NOTE: Please don't work around this by just defaulting to utf-8. I'm sure that 90% of the time, you could probably get away with that, but it's not actually correct, and the RFC implementation is trivial.
ALSO NOTE: The WebCmdlets do respect the ; charset=utf-8 attribute if it's present on the content-type header -- which makes sense, but isn't technically standards compliant for an application/* content-type, as far as I can tell.

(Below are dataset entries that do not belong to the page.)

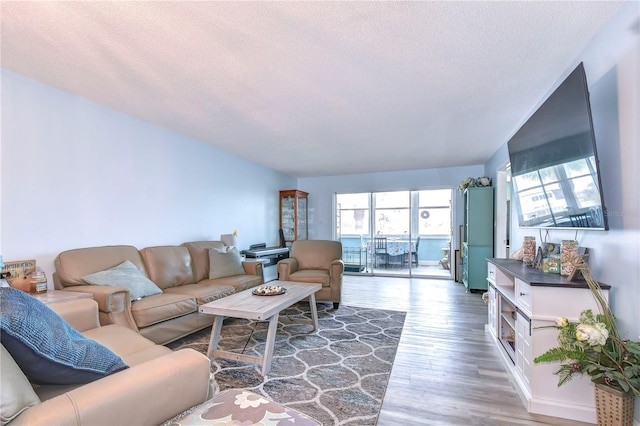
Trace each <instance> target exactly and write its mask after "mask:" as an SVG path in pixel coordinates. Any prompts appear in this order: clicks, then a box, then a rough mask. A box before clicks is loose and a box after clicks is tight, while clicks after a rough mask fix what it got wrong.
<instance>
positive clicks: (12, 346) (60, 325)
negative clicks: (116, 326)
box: [0, 287, 128, 384]
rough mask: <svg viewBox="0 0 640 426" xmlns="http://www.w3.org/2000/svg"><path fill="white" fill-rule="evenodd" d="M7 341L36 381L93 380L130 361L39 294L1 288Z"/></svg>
mask: <svg viewBox="0 0 640 426" xmlns="http://www.w3.org/2000/svg"><path fill="white" fill-rule="evenodd" d="M0 292H1V293H0V307H1V314H0V318H1V327H2V333H3V334H2V344H3V345H4V347H5V348H6V349H7V351H9V353H10V354H11V356H12V357H13V359H14V360H15V361H16V363H17V364H18V365H19V366H20V369H21V370H22V371H23V372H24V373H25V375H26V376H27V377H29V378H30V379H31V380H32V381H34V382H37V383H50V384H75V383H89V382H91V381H94V380H97V379H100V378H102V377H105V376H107V375H109V374H112V373H115V372H117V371H120V370H123V369H125V368H127V367H128V366H127V365H126V364H125V363H124V362H123V361H122V359H121V358H120V357H118V356H117V355H116V354H114V353H113V352H111V351H110V350H109V349H108V348H106V347H105V346H103V345H101V344H99V343H97V342H95V341H93V340H89V339H87V338H85V337H84V336H83V335H82V334H80V332H78V331H77V330H75V329H74V328H73V327H71V326H70V325H69V324H68V323H67V322H66V321H65V320H63V319H62V318H61V317H59V316H58V315H57V314H56V313H55V312H53V311H52V310H51V309H50V308H49V307H48V306H47V305H45V304H44V303H42V302H40V301H39V300H37V299H36V298H34V297H32V296H30V295H28V294H26V293H24V292H22V291H19V290H16V289H14V288H7V287H4V288H0Z"/></svg>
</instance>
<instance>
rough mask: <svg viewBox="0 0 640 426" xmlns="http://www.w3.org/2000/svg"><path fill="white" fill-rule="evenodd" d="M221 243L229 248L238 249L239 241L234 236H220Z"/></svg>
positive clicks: (221, 235) (222, 235)
mask: <svg viewBox="0 0 640 426" xmlns="http://www.w3.org/2000/svg"><path fill="white" fill-rule="evenodd" d="M220 241H222V242H223V243H224V244H225V245H227V246H229V247H237V246H238V240H237V239H236V236H235V235H234V234H222V235H220Z"/></svg>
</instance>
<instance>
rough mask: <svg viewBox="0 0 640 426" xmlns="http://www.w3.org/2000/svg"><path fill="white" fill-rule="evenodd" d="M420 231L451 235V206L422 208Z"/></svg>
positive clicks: (423, 234)
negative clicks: (450, 234) (449, 208)
mask: <svg viewBox="0 0 640 426" xmlns="http://www.w3.org/2000/svg"><path fill="white" fill-rule="evenodd" d="M423 212H426V213H423ZM418 233H419V234H420V235H447V236H448V235H450V234H451V212H450V210H449V208H430V209H420V219H419V221H418Z"/></svg>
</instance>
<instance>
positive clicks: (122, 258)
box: [53, 241, 264, 344]
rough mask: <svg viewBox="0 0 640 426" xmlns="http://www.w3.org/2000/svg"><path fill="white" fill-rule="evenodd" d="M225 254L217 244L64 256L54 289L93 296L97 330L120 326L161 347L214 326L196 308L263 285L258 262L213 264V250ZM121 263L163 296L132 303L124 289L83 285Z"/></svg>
mask: <svg viewBox="0 0 640 426" xmlns="http://www.w3.org/2000/svg"><path fill="white" fill-rule="evenodd" d="M225 248H226V246H225V245H224V243H222V242H221V241H195V242H187V243H184V244H181V245H179V246H156V247H147V248H144V249H141V250H138V249H137V248H136V247H133V246H128V245H119V246H101V247H89V248H80V249H74V250H68V251H65V252H62V253H60V254H59V255H58V256H57V257H56V259H55V268H56V272H55V273H54V276H53V279H54V285H55V287H56V289H61V290H70V291H81V292H89V293H92V294H93V298H94V300H95V301H96V302H98V306H99V312H100V323H101V324H103V325H106V324H120V325H124V326H127V327H129V328H131V329H133V330H135V331H138V332H139V333H140V334H141V335H142V336H144V337H146V338H147V339H149V340H151V341H153V342H155V343H157V344H165V343H169V342H171V341H173V340H176V339H179V338H181V337H184V336H186V335H188V334H191V333H193V332H194V331H197V330H200V329H202V328H205V327H207V326H210V325H211V324H212V323H213V316H211V315H207V314H202V313H200V312H199V311H198V308H199V306H200V305H202V304H204V303H208V302H210V301H212V300H216V299H219V298H221V297H225V296H228V295H230V294H233V293H235V292H237V291H242V290H245V289H248V288H251V287H254V286H258V285H260V284H263V283H264V274H263V269H262V264H261V263H260V262H252V261H244V262H242V263H240V262H239V260H238V265H241V266H237V267H235V268H234V267H232V266H234V265H226V264H220V263H219V262H221V260H219V259H218V258H216V259H218V260H217V262H218V263H214V262H215V259H213V258H212V257H211V256H212V255H211V249H215V250H213V251H214V252H215V253H217V252H218V251H224V250H225ZM221 256H223V255H221ZM222 259H223V260H222V262H224V259H225V258H224V257H223V258H222ZM230 259H231V258H230ZM125 261H129V262H131V263H132V264H133V265H135V267H136V268H137V270H138V271H139V273H140V274H141V275H142V276H144V277H146V278H148V279H150V280H151V281H152V282H153V283H155V285H156V286H157V287H159V288H160V290H161V292H160V293H159V294H153V295H149V296H147V297H142V298H141V299H139V300H131V297H130V292H129V291H128V290H127V289H126V288H124V287H120V286H116V285H90V284H87V281H85V280H84V279H83V277H85V278H86V276H88V275H91V274H95V273H99V272H102V271H106V270H110V269H111V268H114V267H116V266H117V265H119V264H121V263H122V262H125ZM212 266H213V267H212ZM238 267H239V268H240V270H237V268H238ZM229 271H232V272H229ZM227 274H231V275H227Z"/></svg>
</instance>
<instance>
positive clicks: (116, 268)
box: [82, 260, 162, 301]
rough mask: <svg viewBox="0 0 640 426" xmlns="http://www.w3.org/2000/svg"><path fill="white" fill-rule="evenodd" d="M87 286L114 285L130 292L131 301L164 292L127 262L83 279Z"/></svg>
mask: <svg viewBox="0 0 640 426" xmlns="http://www.w3.org/2000/svg"><path fill="white" fill-rule="evenodd" d="M82 280H83V281H84V282H86V283H87V284H92V285H113V286H116V287H123V288H126V289H127V290H129V296H130V298H131V301H134V300H139V299H142V298H143V297H146V296H152V295H154V294H162V290H161V289H160V288H159V287H158V286H157V285H156V284H155V283H154V282H153V281H151V280H150V279H149V278H147V277H145V276H144V275H142V272H140V270H139V269H138V268H137V267H136V265H134V264H133V263H131V261H129V260H125V261H124V262H122V263H121V264H119V265H118V266H115V267H113V268H111V269H107V270H106V271H100V272H94V273H93V274H88V275H85V276H83V277H82Z"/></svg>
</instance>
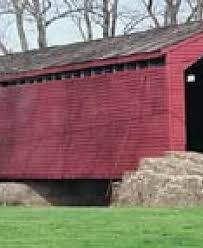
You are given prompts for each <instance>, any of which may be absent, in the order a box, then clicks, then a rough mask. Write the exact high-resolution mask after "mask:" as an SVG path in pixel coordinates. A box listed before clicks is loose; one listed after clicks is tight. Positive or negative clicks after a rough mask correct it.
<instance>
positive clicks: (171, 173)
mask: <svg viewBox="0 0 203 248" xmlns="http://www.w3.org/2000/svg"><path fill="white" fill-rule="evenodd" d="M116 204H117V205H128V206H146V207H150V206H153V207H161V206H196V205H198V206H199V205H203V154H199V153H194V152H170V153H169V152H168V153H166V155H165V156H163V157H159V158H147V159H143V160H142V161H141V162H140V166H139V168H138V170H137V171H135V172H131V173H127V174H126V175H124V177H123V180H122V182H121V184H120V187H119V192H117V201H116Z"/></svg>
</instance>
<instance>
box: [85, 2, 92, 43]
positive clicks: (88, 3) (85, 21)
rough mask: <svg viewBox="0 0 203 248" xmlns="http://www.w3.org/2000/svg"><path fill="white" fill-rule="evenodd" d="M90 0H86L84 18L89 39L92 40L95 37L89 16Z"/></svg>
mask: <svg viewBox="0 0 203 248" xmlns="http://www.w3.org/2000/svg"><path fill="white" fill-rule="evenodd" d="M89 8H90V0H84V19H85V24H86V28H87V40H88V41H90V40H92V39H93V34H92V23H91V20H90V16H89Z"/></svg>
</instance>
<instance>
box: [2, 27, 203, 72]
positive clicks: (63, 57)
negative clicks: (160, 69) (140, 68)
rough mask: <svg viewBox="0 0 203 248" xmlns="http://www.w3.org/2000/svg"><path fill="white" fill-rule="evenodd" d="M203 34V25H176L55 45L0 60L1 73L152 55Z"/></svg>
mask: <svg viewBox="0 0 203 248" xmlns="http://www.w3.org/2000/svg"><path fill="white" fill-rule="evenodd" d="M200 32H203V23H200V22H193V23H190V24H182V25H175V26H172V27H164V28H158V29H152V30H148V31H144V32H137V33H133V34H130V35H123V36H118V37H115V38H107V39H101V40H95V41H90V42H78V43H74V44H69V45H62V46H54V47H49V48H44V49H38V50H36V49H35V50H31V51H28V52H25V53H15V54H11V55H7V56H1V57H0V73H12V72H19V71H29V70H35V69H43V68H48V67H53V66H61V65H67V64H75V63H82V62H87V61H93V60H96V59H97V60H98V59H106V58H112V57H118V56H125V55H131V54H137V53H142V52H152V51H156V50H159V49H161V48H164V47H167V46H170V45H173V44H176V43H178V42H180V41H182V40H185V39H186V38H188V37H190V36H192V35H194V34H197V33H200Z"/></svg>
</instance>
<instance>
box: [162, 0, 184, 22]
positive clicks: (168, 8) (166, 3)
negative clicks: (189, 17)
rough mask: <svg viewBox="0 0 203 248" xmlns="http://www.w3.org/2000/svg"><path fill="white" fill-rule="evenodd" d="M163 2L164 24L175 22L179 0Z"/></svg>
mask: <svg viewBox="0 0 203 248" xmlns="http://www.w3.org/2000/svg"><path fill="white" fill-rule="evenodd" d="M165 2H166V5H165V11H164V26H168V25H174V24H177V23H178V13H179V10H180V5H181V0H165Z"/></svg>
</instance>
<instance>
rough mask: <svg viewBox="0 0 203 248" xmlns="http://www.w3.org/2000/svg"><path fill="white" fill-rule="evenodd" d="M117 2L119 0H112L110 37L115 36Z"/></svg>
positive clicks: (115, 32) (117, 14)
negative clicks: (110, 28) (112, 5)
mask: <svg viewBox="0 0 203 248" xmlns="http://www.w3.org/2000/svg"><path fill="white" fill-rule="evenodd" d="M118 1H119V0H114V2H113V6H112V12H111V16H112V21H111V22H112V23H111V36H112V37H114V36H115V35H116V24H117V19H118Z"/></svg>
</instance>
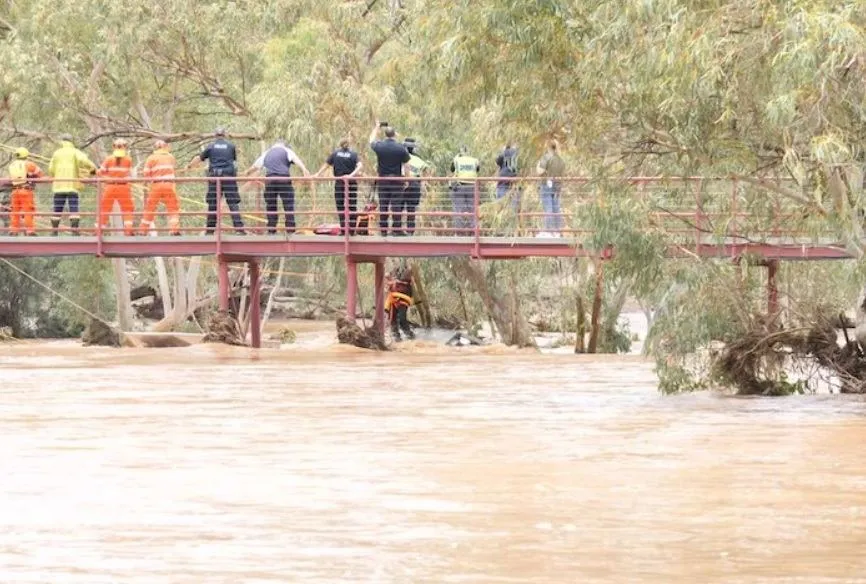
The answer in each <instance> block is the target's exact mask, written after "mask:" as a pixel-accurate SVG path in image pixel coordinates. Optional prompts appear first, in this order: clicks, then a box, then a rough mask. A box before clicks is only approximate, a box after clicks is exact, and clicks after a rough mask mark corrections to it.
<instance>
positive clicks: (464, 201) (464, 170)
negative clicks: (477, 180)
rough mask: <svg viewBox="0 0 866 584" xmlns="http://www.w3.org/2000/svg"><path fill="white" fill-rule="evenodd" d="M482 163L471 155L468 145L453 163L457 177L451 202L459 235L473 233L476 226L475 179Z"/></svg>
mask: <svg viewBox="0 0 866 584" xmlns="http://www.w3.org/2000/svg"><path fill="white" fill-rule="evenodd" d="M480 170H481V165H480V163H479V162H478V159H477V158H475V157H474V156H470V155H469V149H468V148H467V147H466V146H463V147H461V148H460V154H458V155H457V156H455V157H454V161H453V162H452V163H451V172H453V173H454V178H455V179H457V181H456V182H455V183H453V184H452V185H451V202H452V204H453V208H454V213H455V217H454V228H455V232H456V234H457V235H471V234H472V229H473V228H474V227H475V219H474V217H473V213H474V211H475V179H477V178H478V173H479V172H480Z"/></svg>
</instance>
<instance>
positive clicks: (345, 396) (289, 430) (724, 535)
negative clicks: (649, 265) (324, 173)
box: [0, 335, 866, 584]
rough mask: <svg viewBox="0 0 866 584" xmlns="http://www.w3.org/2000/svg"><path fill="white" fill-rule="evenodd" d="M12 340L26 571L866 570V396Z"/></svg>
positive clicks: (556, 362)
mask: <svg viewBox="0 0 866 584" xmlns="http://www.w3.org/2000/svg"><path fill="white" fill-rule="evenodd" d="M329 338H330V335H329V336H328V339H326V341H325V342H323V343H319V344H316V343H313V344H312V345H309V346H306V347H305V346H303V344H302V345H301V346H299V347H295V348H289V349H284V350H280V351H277V350H270V351H269V350H263V351H259V352H256V351H252V350H247V349H238V348H229V347H216V346H194V347H189V348H184V349H163V350H155V349H152V350H138V349H124V350H106V349H84V348H81V347H78V346H75V345H71V344H69V343H39V344H22V345H11V346H2V347H0V379H2V386H0V387H2V389H0V395H2V402H0V403H2V416H0V444H2V447H0V468H2V478H0V480H2V483H0V582H4V583H5V582H9V583H81V584H85V583H86V584H98V583H109V582H112V583H113V582H116V583H124V584H126V583H129V584H138V583H151V582H153V583H163V582H164V583H190V584H192V583H196V584H198V583H273V582H299V583H305V584H307V583H308V584H314V583H356V582H370V583H407V584H409V583H412V584H420V583H430V584H433V583H436V584H444V583H455V584H457V583H461V584H464V583H479V584H480V583H485V584H487V583H517V582H520V583H524V582H525V583H533V584H546V583H595V582H615V583H620V582H622V583H658V584H671V583H675V582H677V583H679V582H694V583H708V582H726V583H738V582H756V583H757V582H768V583H794V582H797V583H809V584H820V583H836V582H839V583H841V582H866V472H864V471H866V446H864V444H866V403H864V402H861V401H859V400H858V399H855V398H846V397H840V396H806V397H794V398H784V399H736V398H730V397H721V396H718V395H713V394H696V395H685V396H675V397H664V396H660V395H659V394H658V392H657V389H656V384H655V377H654V375H653V372H652V366H651V365H650V364H649V363H648V362H646V361H644V360H642V359H640V358H637V357H603V358H602V357H599V358H588V357H581V358H577V357H574V356H571V355H539V354H535V353H531V352H523V351H512V350H508V349H504V348H463V349H448V348H444V347H441V346H439V345H436V344H433V343H426V344H425V343H418V344H415V345H407V346H405V347H404V348H403V349H402V350H401V351H400V352H396V353H391V354H371V353H366V352H361V351H359V350H355V349H352V348H346V347H334V346H331V345H330V340H329Z"/></svg>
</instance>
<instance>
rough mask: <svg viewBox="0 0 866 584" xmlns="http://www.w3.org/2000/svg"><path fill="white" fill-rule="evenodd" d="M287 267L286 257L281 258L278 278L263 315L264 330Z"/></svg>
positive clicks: (268, 297)
mask: <svg viewBox="0 0 866 584" xmlns="http://www.w3.org/2000/svg"><path fill="white" fill-rule="evenodd" d="M285 267H286V258H285V257H281V258H280V264H279V266H278V267H277V279H276V281H275V282H274V287H273V288H271V293H270V294H268V303H267V305H266V306H265V314H264V316H263V317H262V330H264V328H265V325H266V324H268V319H269V318H270V317H271V310H273V308H274V298H275V297H276V295H277V292H278V291H279V289H280V285H281V284H282V283H283V269H284V268H285Z"/></svg>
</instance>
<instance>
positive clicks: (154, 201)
mask: <svg viewBox="0 0 866 584" xmlns="http://www.w3.org/2000/svg"><path fill="white" fill-rule="evenodd" d="M176 165H177V162H176V161H175V159H174V156H172V155H171V153H170V152H169V151H168V144H167V143H166V142H165V141H163V140H157V141H156V142H154V145H153V154H151V155H150V156H148V157H147V160H146V161H145V163H144V172H143V174H144V177H145V178H149V179H152V180H153V183H151V186H150V192H149V193H148V195H147V201H146V202H145V204H144V217H143V218H142V220H141V226H140V227H139V232H140V233H141V234H142V235H147V233H148V231H150V228H151V227H153V217H154V215H155V214H156V209H157V207H159V204H160V203H162V204H163V205H165V210H166V211H167V212H168V228H169V229H170V230H171V234H172V235H180V206H179V205H178V204H177V193H176V192H175V188H174V182H173V180H172V179H174V173H175V168H176Z"/></svg>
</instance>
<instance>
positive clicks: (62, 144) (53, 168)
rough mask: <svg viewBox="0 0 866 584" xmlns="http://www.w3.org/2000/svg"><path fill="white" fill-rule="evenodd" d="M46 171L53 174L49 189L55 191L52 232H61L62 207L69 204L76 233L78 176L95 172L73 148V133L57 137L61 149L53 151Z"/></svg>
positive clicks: (52, 233)
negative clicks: (57, 138)
mask: <svg viewBox="0 0 866 584" xmlns="http://www.w3.org/2000/svg"><path fill="white" fill-rule="evenodd" d="M48 174H50V175H51V176H52V177H54V183H53V184H52V185H51V191H52V192H53V193H54V214H53V215H52V216H51V235H54V236H57V235H59V234H60V219H61V218H62V217H63V210H64V208H65V207H66V206H67V205H68V206H69V226H70V227H71V228H72V235H78V234H79V233H80V232H79V225H80V224H81V215H79V205H78V203H79V200H78V199H79V193H80V192H81V187H82V185H81V183H80V182H79V180H78V179H80V178H83V177H84V176H86V175H88V174H90V175H94V174H96V165H95V164H93V162H91V161H90V159H89V158H88V157H87V155H86V154H85V153H84V152H82V151H81V150H79V149H78V148H76V147H75V145H74V144H73V143H72V136H71V135H69V134H63V135H62V136H61V137H60V148H58V149H57V150H55V151H54V155H53V156H52V157H51V162H50V163H49V165H48Z"/></svg>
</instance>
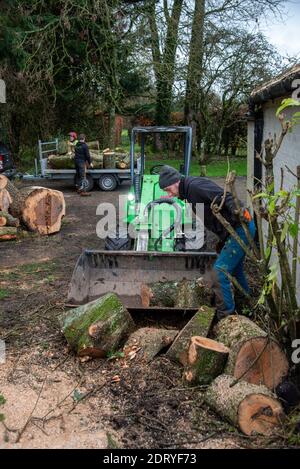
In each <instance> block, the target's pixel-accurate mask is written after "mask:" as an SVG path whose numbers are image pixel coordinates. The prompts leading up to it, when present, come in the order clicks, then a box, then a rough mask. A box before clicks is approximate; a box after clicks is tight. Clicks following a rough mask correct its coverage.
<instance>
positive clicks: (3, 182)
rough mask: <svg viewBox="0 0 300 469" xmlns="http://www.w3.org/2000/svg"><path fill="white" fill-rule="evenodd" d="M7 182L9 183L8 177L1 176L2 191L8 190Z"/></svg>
mask: <svg viewBox="0 0 300 469" xmlns="http://www.w3.org/2000/svg"><path fill="white" fill-rule="evenodd" d="M7 181H8V179H7V177H6V176H4V174H0V191H1V190H2V189H5V188H6V186H7Z"/></svg>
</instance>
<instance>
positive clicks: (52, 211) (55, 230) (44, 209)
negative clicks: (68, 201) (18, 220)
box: [10, 187, 66, 235]
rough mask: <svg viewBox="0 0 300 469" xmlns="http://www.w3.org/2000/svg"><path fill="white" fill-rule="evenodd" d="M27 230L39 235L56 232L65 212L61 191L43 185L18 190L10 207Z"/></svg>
mask: <svg viewBox="0 0 300 469" xmlns="http://www.w3.org/2000/svg"><path fill="white" fill-rule="evenodd" d="M10 212H11V214H12V215H13V216H14V217H16V218H20V220H21V221H22V222H23V223H24V225H26V227H27V228H28V229H29V231H35V232H38V233H39V234H41V235H49V234H52V233H57V232H58V231H59V230H60V228H61V220H62V218H63V217H64V215H65V213H66V204H65V200H64V196H63V193H62V192H60V191H56V190H53V189H46V188H45V187H26V188H23V189H21V190H19V191H18V193H17V195H16V197H15V198H14V199H13V202H12V205H11V207H10Z"/></svg>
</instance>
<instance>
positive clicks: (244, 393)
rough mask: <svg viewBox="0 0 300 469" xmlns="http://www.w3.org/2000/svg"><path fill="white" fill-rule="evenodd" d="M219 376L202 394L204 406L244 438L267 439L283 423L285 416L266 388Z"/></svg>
mask: <svg viewBox="0 0 300 469" xmlns="http://www.w3.org/2000/svg"><path fill="white" fill-rule="evenodd" d="M233 383H234V378H233V377H232V376H228V375H225V374H223V375H220V376H218V377H217V378H216V379H215V380H214V381H213V382H212V383H211V385H210V386H209V388H208V389H207V391H206V393H205V401H206V403H207V404H208V405H209V406H210V407H211V408H212V409H213V410H214V411H216V412H217V413H218V414H219V415H220V416H221V417H223V418H224V419H226V420H228V421H229V422H230V423H232V424H233V425H235V426H236V427H238V428H239V429H240V430H241V431H242V432H243V433H245V434H246V435H256V434H262V435H270V434H272V433H273V432H274V431H276V428H277V427H278V426H279V425H280V424H281V423H282V421H283V418H284V412H283V409H282V406H281V404H280V402H279V401H278V400H277V399H276V398H275V395H274V394H273V393H272V392H271V391H270V390H269V389H268V388H267V387H266V386H262V385H260V386H258V385H255V384H250V383H247V382H245V381H240V382H238V383H237V384H235V385H234V386H233Z"/></svg>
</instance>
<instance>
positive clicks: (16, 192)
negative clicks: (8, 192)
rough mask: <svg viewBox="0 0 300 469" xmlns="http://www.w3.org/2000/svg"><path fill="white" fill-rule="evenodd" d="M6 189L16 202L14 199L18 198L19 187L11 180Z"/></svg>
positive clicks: (9, 181) (10, 195) (9, 180)
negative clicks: (17, 195) (13, 183)
mask: <svg viewBox="0 0 300 469" xmlns="http://www.w3.org/2000/svg"><path fill="white" fill-rule="evenodd" d="M5 189H6V190H7V191H8V192H9V194H10V196H11V198H12V200H14V198H15V197H16V196H17V194H18V192H19V190H18V189H17V187H16V186H15V185H14V184H13V183H12V182H11V181H10V180H9V179H7V184H6V186H5Z"/></svg>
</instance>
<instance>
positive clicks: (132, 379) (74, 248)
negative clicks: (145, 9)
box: [0, 178, 256, 448]
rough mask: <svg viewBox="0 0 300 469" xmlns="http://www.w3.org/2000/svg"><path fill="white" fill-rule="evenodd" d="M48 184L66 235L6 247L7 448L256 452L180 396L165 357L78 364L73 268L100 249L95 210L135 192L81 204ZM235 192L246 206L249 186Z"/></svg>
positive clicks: (201, 407)
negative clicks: (66, 333)
mask: <svg viewBox="0 0 300 469" xmlns="http://www.w3.org/2000/svg"><path fill="white" fill-rule="evenodd" d="M218 182H219V183H221V184H222V182H223V181H222V180H220V179H219V180H218ZM45 185H46V184H45ZM47 185H48V186H50V187H55V188H56V189H60V190H63V192H64V195H65V198H66V203H67V215H66V218H65V220H64V223H63V226H62V230H61V232H60V233H59V234H56V235H53V236H51V237H44V238H39V237H30V238H27V239H23V240H21V241H18V242H11V243H8V242H7V243H2V244H1V245H0V259H1V278H0V337H1V338H2V339H3V340H5V343H6V363H4V364H2V365H1V364H0V396H1V395H3V396H4V398H5V399H6V402H5V404H3V405H0V413H2V414H4V415H5V420H4V423H2V424H1V423H0V448H5V447H9V448H12V447H24V448H31V447H41V448H47V447H49V448H58V447H60V448H76V447H78V448H79V447H80V448H81V447H83V448H85V447H91V448H113V447H120V448H141V447H143V448H155V447H161V448H172V447H173V448H176V447H186V448H201V447H203V448H206V447H208V448H219V447H220V448H224V447H229V448H236V447H244V446H249V444H250V441H248V440H246V439H244V438H240V437H239V436H238V434H237V432H236V431H235V430H234V429H233V428H232V427H230V426H229V425H227V424H226V423H224V422H221V421H220V420H219V419H218V418H217V417H216V416H215V415H214V414H213V413H211V412H210V411H209V410H208V409H207V408H206V407H205V406H204V405H203V402H202V394H201V390H199V389H197V388H196V389H194V388H191V389H188V390H187V389H186V388H183V386H182V382H181V371H180V370H179V369H178V368H176V367H174V365H172V364H171V363H170V362H169V361H168V360H167V359H165V358H164V357H163V356H161V357H159V358H158V359H156V360H154V361H153V362H152V363H151V364H150V365H149V366H148V367H142V365H141V364H139V363H138V362H135V361H134V360H133V361H132V362H130V363H126V362H124V360H123V359H112V360H95V361H88V362H81V361H80V360H78V359H77V358H76V357H74V356H73V355H72V354H71V353H69V351H68V349H67V347H66V343H65V341H64V339H63V337H62V335H61V333H60V325H59V316H60V315H61V313H62V312H63V311H65V305H64V303H65V300H66V297H67V290H68V285H69V281H70V277H71V273H72V270H73V268H74V265H75V262H76V260H77V258H78V256H79V254H80V253H81V251H82V249H83V248H102V247H103V241H102V240H99V239H98V238H97V236H96V233H95V227H96V223H97V220H98V217H97V215H96V207H97V205H98V204H99V203H100V202H111V203H113V204H116V203H117V200H118V195H119V194H120V193H121V194H126V192H127V191H128V187H129V186H128V183H124V184H123V185H122V186H121V188H120V191H118V192H112V193H104V192H100V191H95V192H93V193H92V196H91V197H86V198H84V197H79V196H78V195H77V194H76V193H74V192H73V188H72V186H71V185H70V186H68V185H63V184H62V183H57V182H56V183H51V182H49V183H48V184H47ZM238 191H239V193H240V195H241V196H242V197H241V198H244V195H245V180H244V179H243V178H239V179H238ZM116 375H117V376H118V377H120V381H118V382H115V380H114V379H113V378H114V377H115V376H116ZM0 402H1V398H0ZM20 431H21V433H20ZM251 444H252V445H253V444H256V443H255V442H252V440H251Z"/></svg>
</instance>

To get started: ProcessResponse and TryGetEncoding
See also #5528 which was a specific instance of this problem. @lipkau was incorrectly convinced by early responders that the problem was in the webserver, but it's actually in PowerShell's cmdlets. If you invoke the rest API against the Atlassian wiki, you can see the problem happening in the Verbose stream:
$r = IRM $url -Credential $mycred -Authentication basic -Verbose
VERBOSE: GET https://powershell.atlassian.net/wiki/rest/api/content/13009245?expand=space,version with 0-byte payload
VERBOSE: received -byte response of content type application/json
VERBOSE: Content encoding: iso-8859-1The content is actually correctly utf-8 encoded (as you could tell from the positions of the nulls in the first 4 bytes), and iso-8859-1 is never a valid encoding for application/json, period.
PS C:\Program Files\PowerShell\6.0.0-rc> $PSVersionTable
Name Value
---- -----
PSVersion 6.0.0-rc
PSEdition Core
GitCommitId v6.0.0-rc
OS Microsoft Windows 10.0.15063
Platform Win32NT
PSCompatibleVersions {1.0, 2.0, 3.0, 4.0...}
PSRemotingProtocolVersion 2.3
SerializationVersion 1.1.0.1
WSManStackVersion 3.0